No other words in all my life have ever shot my emotions so high. It reminds me that I’ve skipped a few steps in our courtship.
“I love you,” I croak.
Adrian freezes and pulls back. A smile curving his lips as if he already knew about my feelings before I voiced them. Maybe he does. My actions leave little room for doubt.
“I love you too, my impossibility.”
Even though I expected the words, they create a bloom of happiness in my chest.

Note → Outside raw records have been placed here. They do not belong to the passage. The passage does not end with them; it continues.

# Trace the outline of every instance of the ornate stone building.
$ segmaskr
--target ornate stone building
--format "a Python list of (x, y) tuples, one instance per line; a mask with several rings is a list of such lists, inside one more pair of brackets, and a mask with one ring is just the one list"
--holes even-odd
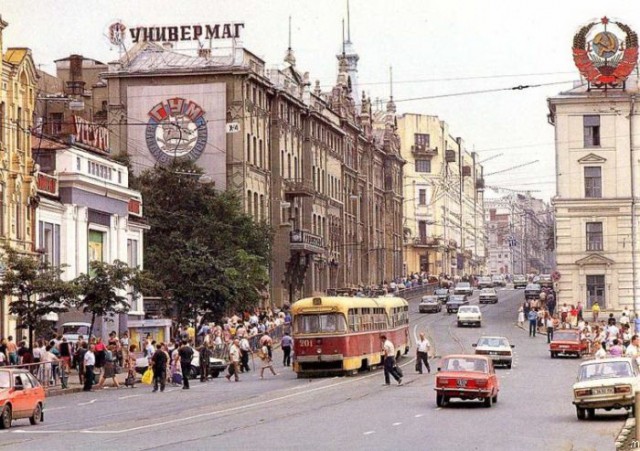
[(291, 48), (269, 69), (236, 45), (189, 56), (141, 43), (105, 74), (112, 146), (135, 171), (193, 159), (272, 225), (274, 305), (402, 273), (395, 106), (375, 112), (363, 96), (356, 107), (354, 61), (338, 55), (329, 92), (312, 88)]
[[(0, 17), (0, 52), (7, 22)], [(0, 58), (0, 240), (20, 252), (35, 251), (35, 165), (30, 130), (35, 110), (38, 75), (27, 48), (9, 47)], [(16, 318), (8, 299), (0, 305), (0, 335), (15, 335)]]

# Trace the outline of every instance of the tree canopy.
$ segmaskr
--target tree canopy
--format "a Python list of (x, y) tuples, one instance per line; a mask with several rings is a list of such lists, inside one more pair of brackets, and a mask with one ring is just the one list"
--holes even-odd
[(145, 267), (181, 323), (256, 306), (269, 280), (270, 227), (245, 214), (233, 192), (200, 183), (201, 175), (183, 162), (135, 181), (151, 227)]

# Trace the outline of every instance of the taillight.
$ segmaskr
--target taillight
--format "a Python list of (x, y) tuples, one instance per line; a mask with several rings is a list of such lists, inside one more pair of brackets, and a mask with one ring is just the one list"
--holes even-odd
[(631, 393), (630, 385), (620, 385), (615, 388), (616, 393)]

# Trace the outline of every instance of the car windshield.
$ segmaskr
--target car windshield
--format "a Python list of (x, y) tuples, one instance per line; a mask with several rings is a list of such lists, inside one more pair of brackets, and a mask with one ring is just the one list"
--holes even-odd
[(553, 340), (577, 341), (578, 335), (572, 332), (557, 331), (553, 333)]
[(346, 332), (346, 330), (344, 316), (338, 313), (297, 315), (293, 323), (293, 331), (298, 334)]
[(455, 357), (444, 359), (441, 369), (443, 371), (476, 371), (487, 372), (487, 362), (480, 359)]
[(11, 379), (8, 371), (0, 372), (0, 388), (10, 388)]
[(504, 348), (508, 347), (509, 343), (504, 338), (496, 337), (483, 337), (478, 340), (478, 346), (488, 346), (490, 348)]
[(610, 377), (631, 377), (631, 365), (629, 362), (594, 362), (582, 365), (580, 367), (579, 381), (588, 381), (590, 379), (602, 379)]
[(89, 326), (85, 326), (84, 324), (68, 324), (62, 326), (62, 334), (89, 335)]

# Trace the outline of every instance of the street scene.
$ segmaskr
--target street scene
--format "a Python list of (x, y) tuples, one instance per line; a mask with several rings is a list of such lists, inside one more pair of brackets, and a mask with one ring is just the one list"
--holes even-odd
[(637, 8), (0, 7), (0, 449), (640, 449)]

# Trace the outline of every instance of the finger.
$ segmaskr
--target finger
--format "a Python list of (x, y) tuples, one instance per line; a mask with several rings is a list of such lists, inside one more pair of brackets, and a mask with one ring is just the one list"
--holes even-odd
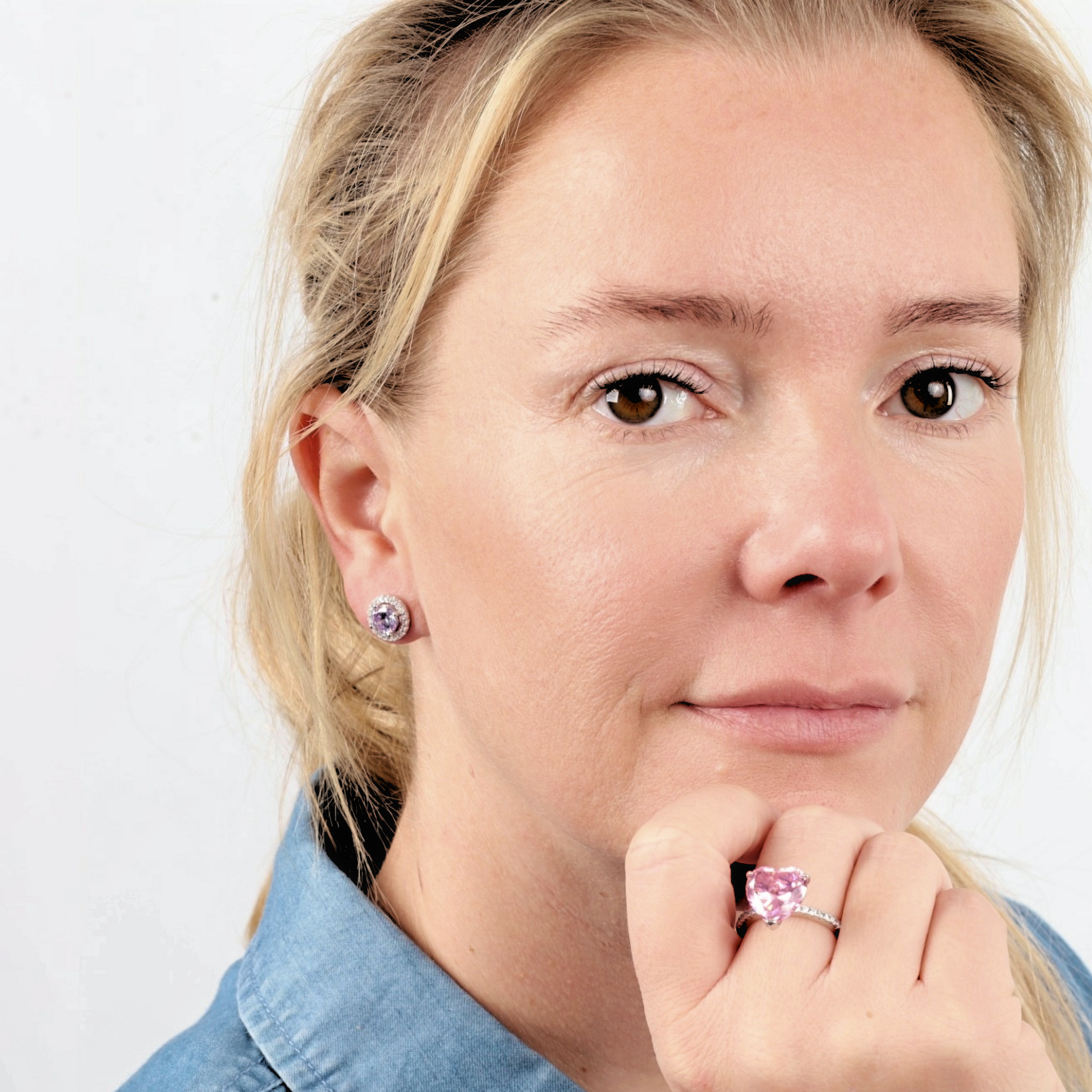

“How do you feel?” Adrian asks. His hand hovers awkwardly over my stomach before he starts to pull it away.
I make an annoyed sound and place his hand on my lower stomach, enjoying the warmth of it through my borrowed shirt.
“I feel good.” The tingling is mild and pleasant. I lie back against him and hum. “Do you think that they’ll be lonely without siblings?”
Adrian’s breath hitches. His joy and disbelief fill the air around us.
He clears his throat. “I guess there need to be more kids around. I don’t think Seamus is looking for a mate though.”
“But you do know a matchmaker.” My smile is mischievous.
Adrian presses his cheek against mine. “That I do.”
Epilogue
Amy
I breathe a sigh of relief as I type the words “The End” on my current book. Adrian had suggested I publish my original stories when I started getting restless after a few months together. There would be no more treks into unfamiliar woods to find another monster, mine is much too possessive for that, so I needed to find a different adventure to keep myself out of trouble.
The world of self-publishing romance with monsters that look like monsters has been both so much harder and easier than I expected. It keeps me on my toes, and now I have quite the backlist built up and a hungry fan base.
I roll away the stress tightening my neck and send the manuscript to my editor. With this book done, I’ve earned myself a vacation.
And now to find my family. I walk out to the deck, knowing exactly where they are.